Und so wurde mit der von allen Wahlbezirken einstimmig beschlossenen lex Gabinia ein Gesetz verabschiedet, das gewaltige Auswirkungen haben sollte - für alle persönlich Betroffenen, für Rom, für die Welt.
Mit Einbruch der Dunkelheit leerte sich das Forum, und die Kämpfer zogen sich in ihre jeweiligen Hauptquartiere zurück - der harte Kern der Aristokraten in Catulus ' Haus auf der Kuppe des Palatin, die Anhänger von Crassus in dessen bescheidenere Behausung ein Stück weiter unten am selben Hügel, und die siegreichen Pompeianer in die Villa ihres Anführers auf dem Esquilin.

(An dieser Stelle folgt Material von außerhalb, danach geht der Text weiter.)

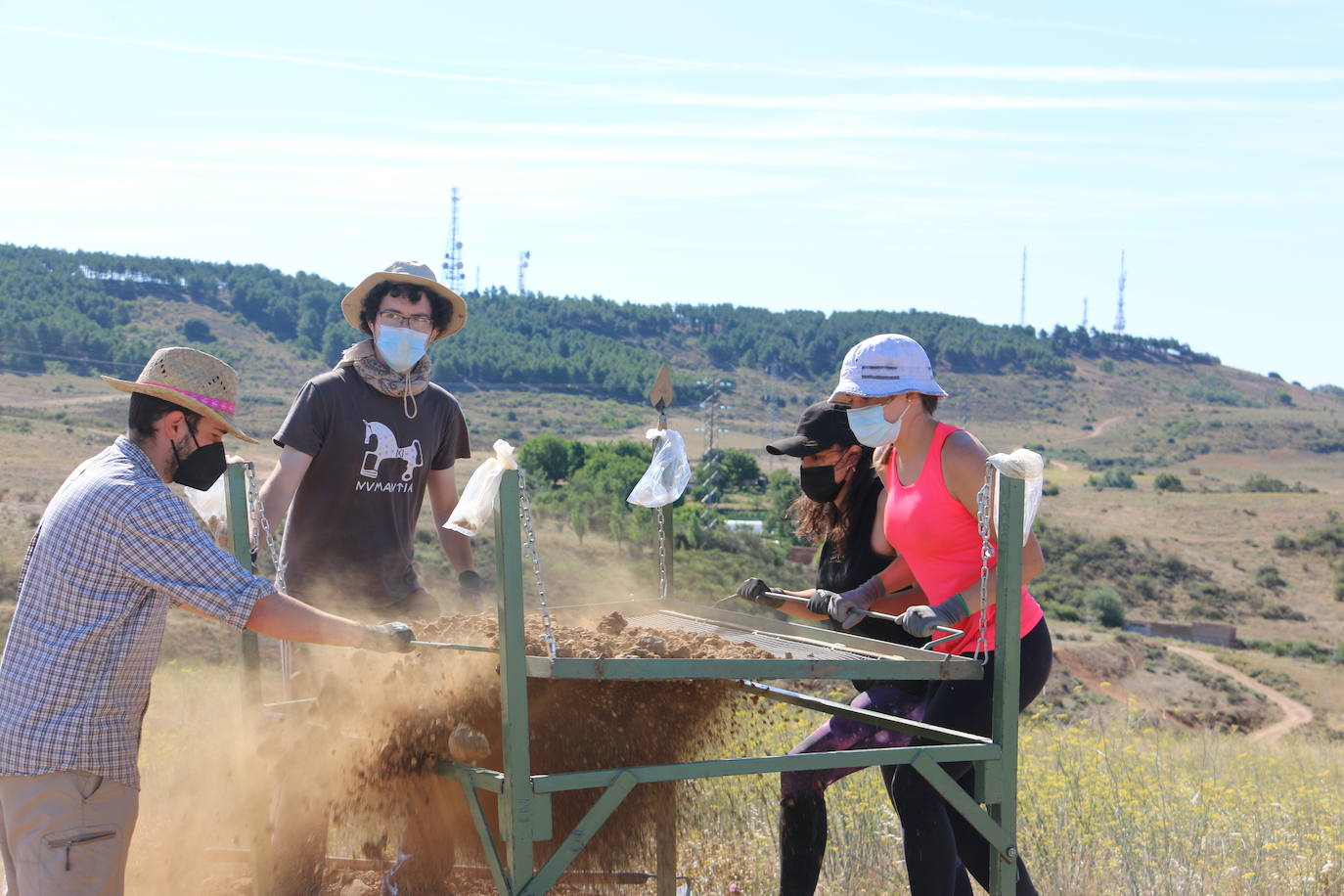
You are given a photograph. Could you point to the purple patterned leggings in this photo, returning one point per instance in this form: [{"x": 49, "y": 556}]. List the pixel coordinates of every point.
[{"x": 844, "y": 734}]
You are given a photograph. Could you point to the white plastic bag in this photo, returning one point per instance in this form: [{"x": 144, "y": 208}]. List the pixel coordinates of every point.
[
  {"x": 1021, "y": 465},
  {"x": 668, "y": 473},
  {"x": 477, "y": 503}
]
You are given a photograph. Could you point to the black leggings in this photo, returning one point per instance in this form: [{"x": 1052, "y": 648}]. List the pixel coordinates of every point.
[{"x": 934, "y": 834}]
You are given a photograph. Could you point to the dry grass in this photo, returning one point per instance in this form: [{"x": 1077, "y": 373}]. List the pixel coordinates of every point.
[{"x": 1107, "y": 806}]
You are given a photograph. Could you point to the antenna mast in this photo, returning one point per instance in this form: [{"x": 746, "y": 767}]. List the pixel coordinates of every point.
[
  {"x": 1023, "y": 317},
  {"x": 521, "y": 266},
  {"x": 453, "y": 273},
  {"x": 1120, "y": 308}
]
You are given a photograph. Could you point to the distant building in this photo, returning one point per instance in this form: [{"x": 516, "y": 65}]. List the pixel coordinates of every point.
[{"x": 1215, "y": 633}]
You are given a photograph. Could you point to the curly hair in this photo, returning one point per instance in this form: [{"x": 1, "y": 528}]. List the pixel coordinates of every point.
[
  {"x": 438, "y": 308},
  {"x": 820, "y": 522}
]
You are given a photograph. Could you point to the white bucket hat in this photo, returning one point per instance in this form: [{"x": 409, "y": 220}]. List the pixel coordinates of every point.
[
  {"x": 416, "y": 274},
  {"x": 887, "y": 364}
]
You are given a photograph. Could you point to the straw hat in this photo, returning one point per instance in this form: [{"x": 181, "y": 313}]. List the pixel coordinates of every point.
[
  {"x": 414, "y": 273},
  {"x": 191, "y": 379}
]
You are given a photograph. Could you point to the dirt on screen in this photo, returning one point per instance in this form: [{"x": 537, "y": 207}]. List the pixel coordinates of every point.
[{"x": 365, "y": 751}]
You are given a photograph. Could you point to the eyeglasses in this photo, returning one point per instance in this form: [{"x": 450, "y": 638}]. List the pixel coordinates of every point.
[{"x": 420, "y": 323}]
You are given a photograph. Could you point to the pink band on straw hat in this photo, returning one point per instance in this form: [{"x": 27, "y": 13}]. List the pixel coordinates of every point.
[{"x": 216, "y": 403}]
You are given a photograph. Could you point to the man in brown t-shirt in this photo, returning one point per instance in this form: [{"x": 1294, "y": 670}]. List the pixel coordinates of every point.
[
  {"x": 360, "y": 448},
  {"x": 362, "y": 445}
]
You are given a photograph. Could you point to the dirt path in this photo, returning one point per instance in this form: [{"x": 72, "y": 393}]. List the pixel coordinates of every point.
[
  {"x": 1100, "y": 427},
  {"x": 1294, "y": 713},
  {"x": 1092, "y": 680}
]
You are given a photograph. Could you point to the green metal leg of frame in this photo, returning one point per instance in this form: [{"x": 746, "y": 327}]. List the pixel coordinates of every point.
[
  {"x": 240, "y": 543},
  {"x": 516, "y": 825},
  {"x": 665, "y": 838},
  {"x": 482, "y": 829}
]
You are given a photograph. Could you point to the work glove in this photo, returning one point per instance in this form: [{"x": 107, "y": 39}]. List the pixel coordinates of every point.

Wie üblich hatte der Erfolg seine fruchtbare Zauberkraft entfaltet, und so drängelten sich nach meiner Schätzung mindestens zwanzig Senatoren in Pompeius ' Tablinum, tranken seinen Wein und erwarteten seine siegreiche Rückkehr. Kandelaber tauchten den Raum in helles Licht. Alkohol, Schweiß, laute Männergespräche - es herrschte eine Atmosphäre wie so oft, wenn sich große Spannungen lösen. Caesar, Afranius, Palicanus, Varro, Gabinius und Cornelius hatten sich eingefunden, waren aber in der Minderzahl gegenüber den neuen Gesichtern. Ich kann mich nicht mehr an alle Namen erinnern. Lucius Torquatus und sein Vetter Aulus waren bestimmt anwesend, ebenso Metellus Nepos und Lentulus Marcellinus, zwei weitere angesehene junge Aristokraten. Cornelius Sisenna (der einer der leidenschaftlichsten Anhänger von Verres gewesen war), die Exkonsuln Lentulus Clodianus und Gellius Publicola (jener Gellius, der immer noch unter Ciceros Witz über die Athener Philosophenkonferenz litt) hatten die Füße hochgelegt und fühlten sich schon ganz wie zu Hause. Cicero selbst saß in einem angrenzenden Zimmer über der Dankesrede, die Pompeius morgen halten würde. Damals wunderte ich mich darüber, dass er so still war, aber im Nachhinein glaube ich, dass er vielleicht intuitiv spürte, dass sich ein Riss im Gefüge des Staates aufgetan hatte, den selbst er mit seinen Worten nur schwer würde kitten können. Alle paar Minuten schickte er mich in den Flur, um nachzusehen, ob Pompeius schon eingetroffen war.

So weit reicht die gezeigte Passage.